E. 6.1 Selon l'art. 83 al. 4 LEtr, l'exécution de la décision peut ne pas être raisonnablement exigée si le renvoi ou l'expulsion de l'étranger dans son pays d'origine ou de provenance le met concrètement en danger, par exemple en cas de guerre, de guerre civile, de violence généralisée ou de nécessité médicale. Cette disposition s'applique en premier lieu aux « réfugiés de la violence », soit aux étrangers qui ne remplissent pas les conditions de la qualité de réfugié parce qu'ils ne sont pas personnellement persécutés, mais qui fuient des situations de guerre, de guerre civile ou de violence généralisée, et ensuite aux personnes pour qui un retour reviendrait à les mettre concrètement en danger, notamment parce qu'elles ne pourraient plus recevoir les soins dont elles ont besoin. (ATAF 2014/26 consid. 7.3-7.10 ; ATAF 2011/50 consid. 8.1 8.3).

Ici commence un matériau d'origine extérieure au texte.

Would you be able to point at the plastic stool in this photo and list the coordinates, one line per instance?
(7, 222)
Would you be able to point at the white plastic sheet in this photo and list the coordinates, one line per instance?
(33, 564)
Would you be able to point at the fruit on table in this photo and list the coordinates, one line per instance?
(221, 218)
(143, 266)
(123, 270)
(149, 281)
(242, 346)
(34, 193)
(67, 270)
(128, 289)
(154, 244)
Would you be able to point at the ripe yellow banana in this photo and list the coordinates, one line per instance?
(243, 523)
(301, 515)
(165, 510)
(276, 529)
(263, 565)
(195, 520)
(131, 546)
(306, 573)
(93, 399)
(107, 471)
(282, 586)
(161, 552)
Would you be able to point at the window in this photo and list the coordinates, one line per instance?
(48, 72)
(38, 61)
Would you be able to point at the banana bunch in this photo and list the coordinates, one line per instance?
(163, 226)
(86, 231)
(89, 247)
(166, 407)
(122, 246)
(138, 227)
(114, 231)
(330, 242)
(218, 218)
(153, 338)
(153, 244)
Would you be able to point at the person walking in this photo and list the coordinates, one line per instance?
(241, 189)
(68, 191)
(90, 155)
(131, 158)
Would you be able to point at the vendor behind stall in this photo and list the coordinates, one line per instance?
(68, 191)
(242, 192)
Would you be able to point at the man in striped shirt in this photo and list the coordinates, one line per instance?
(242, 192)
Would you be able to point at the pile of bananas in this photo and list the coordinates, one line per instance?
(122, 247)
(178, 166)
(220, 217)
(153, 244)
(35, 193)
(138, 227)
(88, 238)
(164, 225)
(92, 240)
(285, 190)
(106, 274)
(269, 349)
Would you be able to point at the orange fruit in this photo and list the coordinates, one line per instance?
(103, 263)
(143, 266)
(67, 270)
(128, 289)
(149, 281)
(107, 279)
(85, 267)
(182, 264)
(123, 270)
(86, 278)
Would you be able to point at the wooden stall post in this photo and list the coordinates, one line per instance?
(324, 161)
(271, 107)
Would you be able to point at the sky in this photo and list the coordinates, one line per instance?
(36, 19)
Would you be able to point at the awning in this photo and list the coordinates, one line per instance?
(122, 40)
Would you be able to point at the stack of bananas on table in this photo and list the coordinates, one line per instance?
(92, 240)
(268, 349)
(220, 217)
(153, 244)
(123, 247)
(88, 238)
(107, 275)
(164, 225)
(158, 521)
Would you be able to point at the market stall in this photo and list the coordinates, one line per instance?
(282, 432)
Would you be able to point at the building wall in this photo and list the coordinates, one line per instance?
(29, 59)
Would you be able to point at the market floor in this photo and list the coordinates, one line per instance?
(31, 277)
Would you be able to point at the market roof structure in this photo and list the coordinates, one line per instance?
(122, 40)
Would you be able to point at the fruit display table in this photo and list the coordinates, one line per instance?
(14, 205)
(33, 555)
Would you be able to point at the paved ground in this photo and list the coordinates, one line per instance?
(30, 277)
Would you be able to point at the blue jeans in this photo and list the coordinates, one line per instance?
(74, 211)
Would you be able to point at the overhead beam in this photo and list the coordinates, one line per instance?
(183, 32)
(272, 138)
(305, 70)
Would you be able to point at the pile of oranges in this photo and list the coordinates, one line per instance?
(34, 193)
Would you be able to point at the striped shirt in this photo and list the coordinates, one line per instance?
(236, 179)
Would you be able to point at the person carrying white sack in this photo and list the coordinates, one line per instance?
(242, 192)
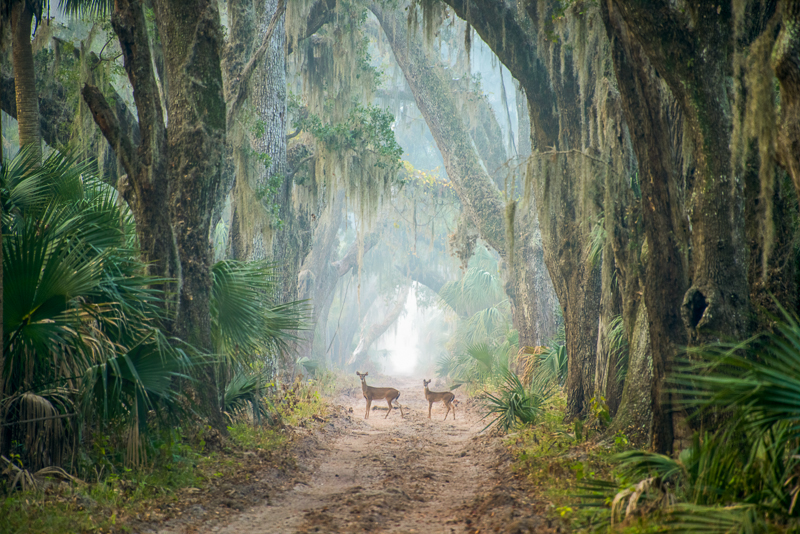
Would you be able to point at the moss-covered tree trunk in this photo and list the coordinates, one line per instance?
(145, 186)
(25, 77)
(786, 62)
(172, 175)
(477, 191)
(192, 42)
(376, 330)
(707, 299)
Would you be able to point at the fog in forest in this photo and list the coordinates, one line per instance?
(560, 237)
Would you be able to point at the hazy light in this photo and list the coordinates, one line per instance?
(402, 342)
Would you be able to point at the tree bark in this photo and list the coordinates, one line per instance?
(27, 96)
(172, 175)
(192, 43)
(476, 190)
(563, 165)
(786, 63)
(145, 186)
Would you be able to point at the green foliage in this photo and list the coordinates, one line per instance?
(82, 326)
(618, 347)
(740, 478)
(514, 404)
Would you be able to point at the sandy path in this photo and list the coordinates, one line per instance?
(385, 475)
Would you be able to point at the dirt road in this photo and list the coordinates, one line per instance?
(400, 475)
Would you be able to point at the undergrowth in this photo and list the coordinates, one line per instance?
(558, 459)
(179, 463)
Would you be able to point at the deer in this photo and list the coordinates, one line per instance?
(446, 397)
(370, 393)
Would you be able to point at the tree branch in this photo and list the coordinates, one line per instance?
(240, 90)
(377, 329)
(350, 259)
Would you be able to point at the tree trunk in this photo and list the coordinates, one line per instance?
(172, 175)
(372, 334)
(25, 78)
(786, 62)
(565, 141)
(192, 43)
(476, 190)
(145, 186)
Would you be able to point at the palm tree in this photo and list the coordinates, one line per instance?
(22, 14)
(83, 344)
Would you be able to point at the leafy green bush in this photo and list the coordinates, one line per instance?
(514, 404)
(743, 477)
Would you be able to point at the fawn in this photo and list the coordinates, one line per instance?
(445, 397)
(370, 393)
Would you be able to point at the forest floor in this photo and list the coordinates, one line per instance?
(396, 475)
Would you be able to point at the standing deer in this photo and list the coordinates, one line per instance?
(371, 394)
(445, 397)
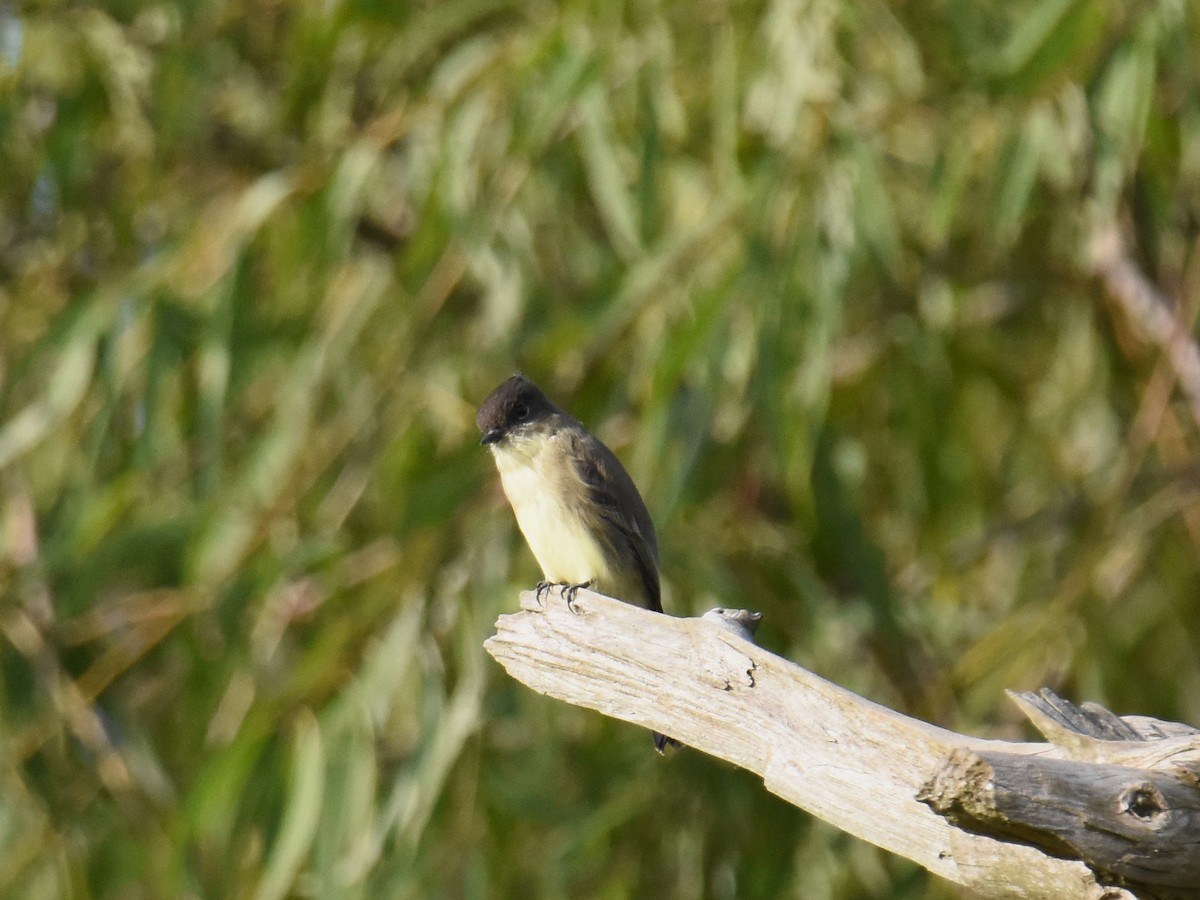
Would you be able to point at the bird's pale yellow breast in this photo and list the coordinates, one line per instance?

E. 6.2 Il est notoire que l'Erythrée ne connaît plus une situation de guerre, de guerre civile ou de violence généralisée qui permettrait d'emblée - et indépendamment des circonstances du cas d'espèce - de présumer, à propos de tous les ressortissants du pays, l'existence d'une mise en danger concrète au sens de l'art. 83 al. 4 LEtr.

E. 6.3 En outre, il ne ressort du dossier aucun élément dont on pourrait inférer que l'exécution du renvoi impliquerait une mise en danger concrète de la recourante. A cet égard, le Tribunal relève qu'elle est jeune, sans charge de famille et n'a pas allégué de problème de santé particulier. En outre, elle dispose d'un réseau familial dans son pays (parents et deux frères sur place), sur lequel elle pourra compter à son retour.

E. 6.4 Pour ces motifs, l'exécution du renvoi doit être considérée comme raisonnablement exigible.

E. 7 Enfin, la recourante est en mesure d'entreprendre toute démarche nécessaire auprès de la représentation de son pays d'origine en vue de l'obtention de documents de voyage lui permettant de quitter la Suisse. L'exécution du renvoi ne se heurte donc pas à des obstacles insurmontables d'ordre technique et s'avère également possible (cf. ATAF 2008/34 consid. 12).

E. 8 Dès lors, la décision attaquée ne viole pas le droit fédéral, a établi de manière exacte et complète l'état de fait pertinent (art. 106 al. 1 LAsi) et, dans la mesure où ce grief peut être examiné (art. 49 PA, cf. ATAF 2014/26 consid. 5), n'est pas inopportune. En conséquence, le recours est rejeté.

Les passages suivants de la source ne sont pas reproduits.